I assume this would be intended to benefit interactive sessions. It seems like it would be pretty easy to store every theorem statement in a term-net that could be consulted by store_thm
and prove
.
The same cache could be consulted after every invocation of e
so that the system could tell the user that their goal looked like a known theorem. (This second use-case is harder though because goals will have assumptions and you have to figure out how to canonicalise them against theorem statements that will also have assumptions. I guess you match on conclusions and then look for subsets over assumptions after canonicalising.)
In addition, the use of term-nets would make it easy to allow instances of (implicitly or not) universally quantified theorems to prove goals.

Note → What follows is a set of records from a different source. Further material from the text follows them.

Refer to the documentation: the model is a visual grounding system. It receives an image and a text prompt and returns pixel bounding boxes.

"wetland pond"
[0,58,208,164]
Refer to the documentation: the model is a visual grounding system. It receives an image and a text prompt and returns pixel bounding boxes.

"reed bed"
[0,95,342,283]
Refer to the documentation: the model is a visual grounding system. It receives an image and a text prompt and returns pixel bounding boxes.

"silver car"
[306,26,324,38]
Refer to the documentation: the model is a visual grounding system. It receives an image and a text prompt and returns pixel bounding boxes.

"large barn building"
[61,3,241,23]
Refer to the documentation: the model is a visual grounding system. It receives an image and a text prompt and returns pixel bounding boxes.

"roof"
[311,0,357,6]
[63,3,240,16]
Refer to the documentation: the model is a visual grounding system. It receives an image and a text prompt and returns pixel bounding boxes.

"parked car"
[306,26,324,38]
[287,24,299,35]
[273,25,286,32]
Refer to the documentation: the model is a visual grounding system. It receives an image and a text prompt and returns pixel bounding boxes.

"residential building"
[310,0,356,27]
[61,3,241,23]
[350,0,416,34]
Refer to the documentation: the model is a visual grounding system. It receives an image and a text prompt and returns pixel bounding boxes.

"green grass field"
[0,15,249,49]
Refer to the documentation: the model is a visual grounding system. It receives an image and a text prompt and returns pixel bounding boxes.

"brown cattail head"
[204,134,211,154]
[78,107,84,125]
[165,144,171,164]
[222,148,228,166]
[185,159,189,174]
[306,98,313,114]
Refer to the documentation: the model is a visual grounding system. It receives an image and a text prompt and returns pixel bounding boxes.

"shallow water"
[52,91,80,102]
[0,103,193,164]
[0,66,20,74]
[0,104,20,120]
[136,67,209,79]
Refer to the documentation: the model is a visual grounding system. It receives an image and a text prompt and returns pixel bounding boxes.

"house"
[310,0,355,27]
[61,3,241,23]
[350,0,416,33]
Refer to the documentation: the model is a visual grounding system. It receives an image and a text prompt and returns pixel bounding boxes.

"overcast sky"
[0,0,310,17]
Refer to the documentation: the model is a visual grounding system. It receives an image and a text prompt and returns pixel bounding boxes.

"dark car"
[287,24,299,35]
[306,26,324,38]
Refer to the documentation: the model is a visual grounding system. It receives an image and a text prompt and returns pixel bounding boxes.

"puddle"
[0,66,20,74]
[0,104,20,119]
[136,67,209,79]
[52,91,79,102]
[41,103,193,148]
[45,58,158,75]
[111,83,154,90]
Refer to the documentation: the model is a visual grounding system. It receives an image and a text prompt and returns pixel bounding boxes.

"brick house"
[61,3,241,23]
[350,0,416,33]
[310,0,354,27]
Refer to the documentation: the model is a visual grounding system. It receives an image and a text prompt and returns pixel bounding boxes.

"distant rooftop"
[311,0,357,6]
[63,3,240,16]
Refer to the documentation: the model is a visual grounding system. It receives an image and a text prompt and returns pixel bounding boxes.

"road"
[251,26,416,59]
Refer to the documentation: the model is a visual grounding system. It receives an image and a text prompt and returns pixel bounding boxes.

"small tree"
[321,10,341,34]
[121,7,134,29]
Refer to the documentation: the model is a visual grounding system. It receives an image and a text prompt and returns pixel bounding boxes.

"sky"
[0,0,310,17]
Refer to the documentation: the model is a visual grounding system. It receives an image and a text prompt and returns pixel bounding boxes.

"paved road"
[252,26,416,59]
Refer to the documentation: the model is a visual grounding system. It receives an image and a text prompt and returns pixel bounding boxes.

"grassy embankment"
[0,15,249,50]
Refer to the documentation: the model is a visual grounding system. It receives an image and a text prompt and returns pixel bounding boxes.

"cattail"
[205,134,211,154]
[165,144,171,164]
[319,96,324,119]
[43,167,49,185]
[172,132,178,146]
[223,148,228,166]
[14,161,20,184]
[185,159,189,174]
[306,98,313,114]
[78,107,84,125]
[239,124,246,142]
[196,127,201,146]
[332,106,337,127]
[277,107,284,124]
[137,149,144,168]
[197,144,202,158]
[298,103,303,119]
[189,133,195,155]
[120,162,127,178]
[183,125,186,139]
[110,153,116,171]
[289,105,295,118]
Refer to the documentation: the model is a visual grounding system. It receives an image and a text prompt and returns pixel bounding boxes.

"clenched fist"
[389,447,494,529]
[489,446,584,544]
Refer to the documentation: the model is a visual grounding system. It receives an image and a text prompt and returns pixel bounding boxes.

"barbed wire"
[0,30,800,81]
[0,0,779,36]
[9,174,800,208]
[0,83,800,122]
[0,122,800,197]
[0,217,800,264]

Although it would be good just for interactive sessions, I'm also interested in a cache that persists between process invocations. The situation I'm trying to speed up is fixing/tweaking proofs near the end of a long-running script, where the fixes have to do with global context (like grammar or what theories are open) -- maybe such work is intrinsically slow...
There is a possible problem that proofs for the same sequent are not interchangeable in the general case because of tags. In most practical cases, this is probably no obstacle, but a method should be provided to force evaluation of the tactic.
I was thinking that this cache would be off by default and only turned on in special circumstances (like when repeatedly trying to fix a proof at the end of a long-running script). (If it can be made safe and robust for general use, all the better.)
@xrchz Can you please provide an example proof that would benefit from a ((goal,tactic (string)),(input,output)) cache?
Encapsulating e
with a recorder and replayer seems the least invasive way of doing it. The problem from my point of view is to find a way to store the tactic so that you can check for equality.
I am not sure I understand the problem correctly. If the effect of the long-lasting tactic is known, why not just replace it by a tactic that maps its input to its output since it isn't modified by your global context?